Un b&b o una villetta, una festa privata, musica e alcol: i sensi si assopiscono e i limiti diventano labili e interpretabili. È il “copione dello stupro” che va in scena sempre più spesso, come accaduto pochi mesi fa nella Capitale: la vittima è una 16enne che ha trovato il coraggio di denunciare la baby gang che l’ha assaltata. Ad accogliere la testimonianza della giovane al commissariato di Porta Pia c’era Evelina Compare, che di ragazze stuprate ne ha ascoltate tante quanti i “mostri” che ha contribuito a stanare. Ispettore capo della polizia di Stato ed esperta della Questura di Roma sul tema violenza di genere e domestica, Evelina, di origini beneventane, è una mamma di 47 anni, con un figlio di 14 e una di 13.
Come accoglie le parole, dolorose, delle giovani donne che subiscono uno stupro?
«Come una madre che sa come parlare ai figli quando deve farli aprire: con pazienza e dolcezza o si chiuderanno a riccio, senza giudizio morale. Con il distanziamento è più difficile ma in genere mi siedo accanto a loro, tengo le mani, parlo dolcemente. Non le spingo a denunciare ma a liberarsi di un peso. Così si sentono capite e accolte. Trovano l’affetto della loro stessa madre alla quale, però, non si sentono di fare del male confessando la violenza subita e della quale si sentono in parte responsabili».
La prima cosa che dice loro?
«Non è colpa tua: quasi tutte credono di essersi cacciate volontariamente in quella situazione, come le donne maltrattate dal partner che finiscono per credere di essere davvero delle nullità. Io dico alle ragazze che la voglia di divertirsi non può essere mai scambiata per disponibilità sessuale. Quando lo capiscono si sentono sollevate e parlare diventa più naturale».
Di cosa hanno paura?
«Temono la vittimizzazione secondaria, cioè il giudizio morale dei coetanei ma anche delle forze dell’ordine. Pensano: se vado a raccontare quello che mi è successo crederanno che sono una “leggerina”, diranno: “Non lo sapeva cosa poteva succederle?”. Ecco, io smonto questo pensiero. L’ho fatto persino quando mi sono trovata davanti una prostituta stuprata e rapinata: per me in quel momento era solo una donna violata».
Come riesce a entrare in empatia con le vittime?
«Non c’è una tecnica. Sono donna, sono del Sud, sorrido sempre. Il lavoro di rete con i colleghi e le altre istituzioni messo in piedi oggi in tutte le Questure per proteggere le vittime di violenza crea il giusto contesto. E mi sono allenata con una lunga gavetta all’ufficio denunce. La sera ero stanchissima ma arrivava sempre qualcuno a cui avevano rubato l’auto o il portafogli. Per me era l’ennesima denuncia, ma per loro era il mondo in frantumi. “Come faccio domani ad accompagnare mia figlia…”, “Avevo appena ritirato i contanti…”. Io consolavo, rassicuravo e loro tornavano a casa più tranquilli».

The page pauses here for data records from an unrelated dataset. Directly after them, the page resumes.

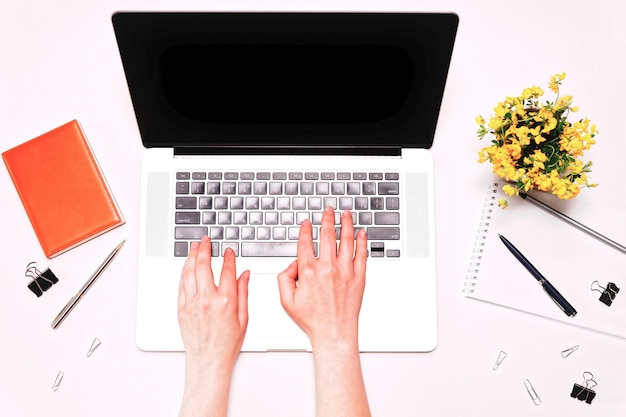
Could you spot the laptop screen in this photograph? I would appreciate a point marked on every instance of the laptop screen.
(286, 80)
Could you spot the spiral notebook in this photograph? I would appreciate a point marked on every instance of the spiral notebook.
(570, 259)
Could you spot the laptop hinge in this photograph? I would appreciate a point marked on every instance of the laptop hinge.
(290, 150)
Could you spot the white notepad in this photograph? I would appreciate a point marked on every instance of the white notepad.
(570, 259)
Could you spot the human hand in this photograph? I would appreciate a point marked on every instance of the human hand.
(213, 319)
(323, 295)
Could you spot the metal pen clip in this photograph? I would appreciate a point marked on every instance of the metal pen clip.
(565, 353)
(57, 381)
(94, 345)
(532, 392)
(501, 357)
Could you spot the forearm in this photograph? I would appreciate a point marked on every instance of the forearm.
(206, 392)
(339, 385)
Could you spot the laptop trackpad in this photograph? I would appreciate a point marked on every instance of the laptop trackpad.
(268, 320)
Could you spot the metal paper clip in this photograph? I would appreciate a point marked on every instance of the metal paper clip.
(94, 345)
(501, 357)
(57, 381)
(565, 353)
(532, 392)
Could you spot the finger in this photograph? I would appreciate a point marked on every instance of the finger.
(360, 255)
(242, 298)
(204, 273)
(346, 242)
(305, 242)
(328, 237)
(228, 276)
(287, 285)
(188, 275)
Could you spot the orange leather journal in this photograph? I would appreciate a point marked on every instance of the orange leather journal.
(62, 189)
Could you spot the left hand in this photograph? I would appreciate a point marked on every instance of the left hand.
(213, 319)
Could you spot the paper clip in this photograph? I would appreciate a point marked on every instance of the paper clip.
(608, 293)
(41, 281)
(501, 357)
(94, 345)
(532, 392)
(57, 381)
(584, 392)
(565, 353)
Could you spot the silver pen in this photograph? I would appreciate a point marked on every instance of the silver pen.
(74, 300)
(574, 223)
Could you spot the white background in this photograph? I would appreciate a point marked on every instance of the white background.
(59, 61)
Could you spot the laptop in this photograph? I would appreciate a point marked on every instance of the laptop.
(253, 122)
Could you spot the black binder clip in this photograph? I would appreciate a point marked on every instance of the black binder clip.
(608, 293)
(41, 281)
(584, 392)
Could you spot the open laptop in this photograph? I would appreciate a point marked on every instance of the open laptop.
(255, 121)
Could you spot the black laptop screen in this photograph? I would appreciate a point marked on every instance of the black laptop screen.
(286, 79)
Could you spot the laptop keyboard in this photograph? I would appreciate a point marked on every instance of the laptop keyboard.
(258, 214)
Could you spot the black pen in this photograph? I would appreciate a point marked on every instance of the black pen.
(549, 288)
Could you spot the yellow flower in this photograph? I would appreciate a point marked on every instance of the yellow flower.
(555, 81)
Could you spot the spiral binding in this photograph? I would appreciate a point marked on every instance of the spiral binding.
(481, 237)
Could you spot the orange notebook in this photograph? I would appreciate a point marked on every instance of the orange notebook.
(62, 189)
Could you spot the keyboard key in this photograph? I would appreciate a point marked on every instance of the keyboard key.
(388, 188)
(232, 233)
(216, 232)
(187, 217)
(229, 188)
(244, 188)
(344, 176)
(279, 249)
(383, 233)
(291, 188)
(295, 175)
(186, 203)
(260, 188)
(232, 245)
(220, 203)
(188, 233)
(369, 188)
(322, 188)
(386, 218)
(271, 218)
(209, 217)
(213, 188)
(198, 176)
(390, 176)
(392, 203)
(377, 203)
(206, 203)
(338, 188)
(279, 176)
(354, 188)
(224, 217)
(182, 188)
(240, 217)
(247, 175)
(181, 249)
(215, 175)
(236, 203)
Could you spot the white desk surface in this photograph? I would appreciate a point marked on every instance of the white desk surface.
(59, 61)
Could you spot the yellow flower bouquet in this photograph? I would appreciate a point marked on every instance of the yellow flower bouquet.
(534, 144)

Con il programma “Scuole sicure” incontra i ragazzi: che metodi usa per far presa su temi come cyberbullismo e sexting?
«Non parlo al bullo ma al suo pubblico. L’ho capito quando un ragazzino, a proposito delle angherie subite sul gruppo WhatsApp di classe, mi disse: “Le 20 faccine che ridono mi fanno più male dell’insulto”. Se il bullo ha una platea alza il tiro, altrimenti si smonta».
«Quasi tutte credono di essersi cacciate volontariamente in quella situazione, come le donne adulte maltrattate dal partner. Io dico loro: la voglia di divertirsi non può mai essere scambiata per disponibilità sessuale»
Come affronta questi temi con i suoi figli?
«Nello stesso modo. E poi monitoro insieme al padre la presenza del grande su Instagram. TikTok, invece, è vietato: difficile da gestire e molto subdolo. Adesso vanno i video in cui ci si cambia d’abito velocemente e si resta in reggiseno e mutande, oro puro per i pedofili nel dark web. Quello che le ragazzine fanno spesso senza malizia finisce per alimentare il mercato del porno».
In 20 anni di servizio avrà ascoltato tantissime storie, quale più di altre conserva nel cuore?
«Quella di una donna ossessionata da un partner che la minacciava: ci inventammo un controllo dei registri contabili del loro albergo per andarla a prendere. Non dimenticherò mai il suo sospiro di sollievo dentro la volante con la quale la portammo in questura per convincerla a denunciare. E poi ci sono ragazze che ho aiutato e che incontro per strada: mi salutano con la gratitudine negli occhi. Una è venuta in commissariato a presentarmi il bambino avuto da una nuova relazione. Mi ha detto: “Se fosse stata femmina l’avrei chiamata Evelina”. È stato commovente».